Part II (25 points): Using one of the available datasets on KNIME or a dataset of your own, create a step-by-step tutorial detailing how to use KNIME to build and evaluate predictive models from either an XLSX file or a CSV file. Use clear, concise directions accompanied by screenshots of the software so that any unfamiliar user of the software can accomplish each task by following your instructions alone. I will follow your directions, exactly as written, and should be able to accomplish the following tasks (each worth 1 point) using KNIME:
Open an XLSX or CSV file located on the computer desktop.
Rename a column in the file.
Exclude observations with missing data for any given column.
Impute values to replace missing data (using the mean) for any given column.
Create a column of calculated values from values in two other columns.
Create a column of a dichotomous variable from a continuous variable.
Find the mean of a variable.
Find the standard deviation of a variable.
Generate a bivariate scatterplot of two continuous variables.

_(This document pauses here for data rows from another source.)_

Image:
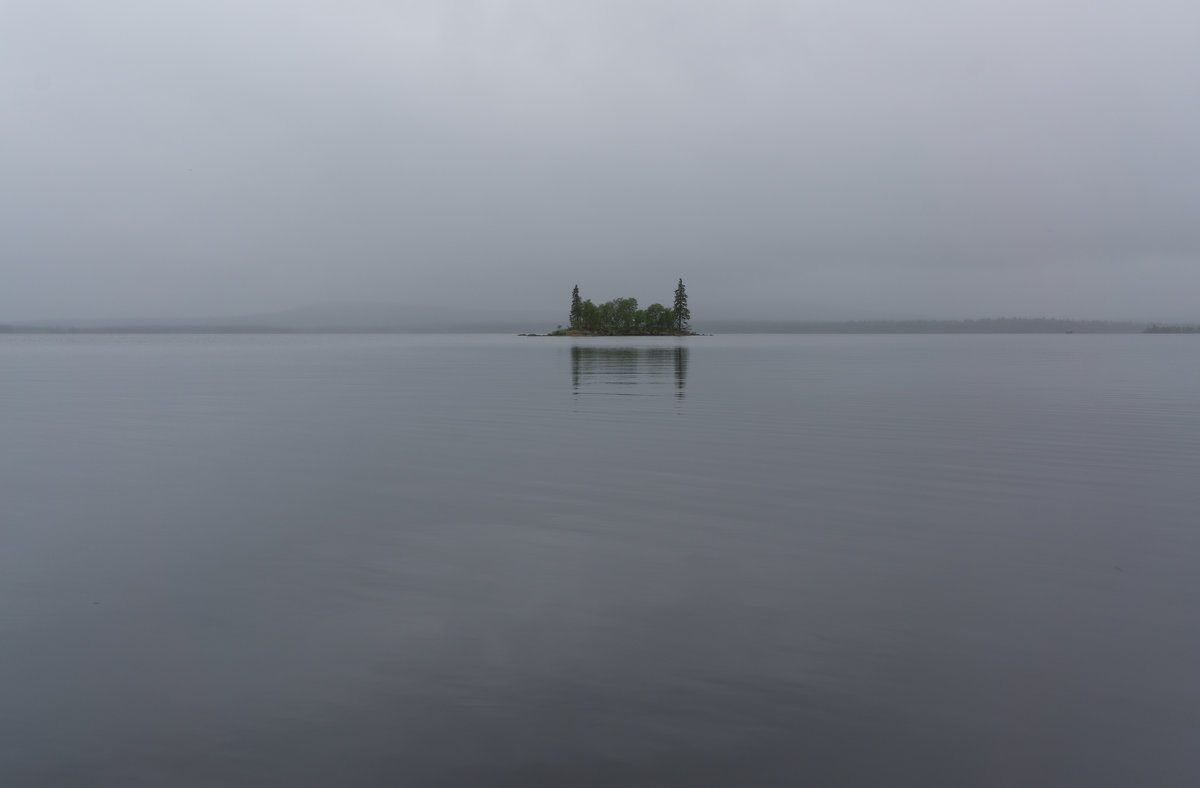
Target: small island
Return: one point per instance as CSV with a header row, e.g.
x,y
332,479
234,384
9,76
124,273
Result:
x,y
622,318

Train and evaluate a linear regression model:
Randomly separate 75% of the data into a training set and 25% into a test set.
Use at least two independent variables to train a regression model to predict a dependent variable.
Apply a trained regression model to a test set.
Generate a report to evaluate the predictive performance of the regression model.
Explain how to find and interpret the R2 of the model.
Explain how to find and interpret the mean absolute error of the model.
Train and evaluate a decision-tree model:
Separate 70% of the data into a training set and 30% into a test set using a stratification method.
Train a decision-tree model to predict a dependent variable.
Apply a trained decision-tree model to a test set.
Explain how to find and interpret the sensitivity and specificity of the model.
Explain how to find and interpret the area under the ROC curve for the model.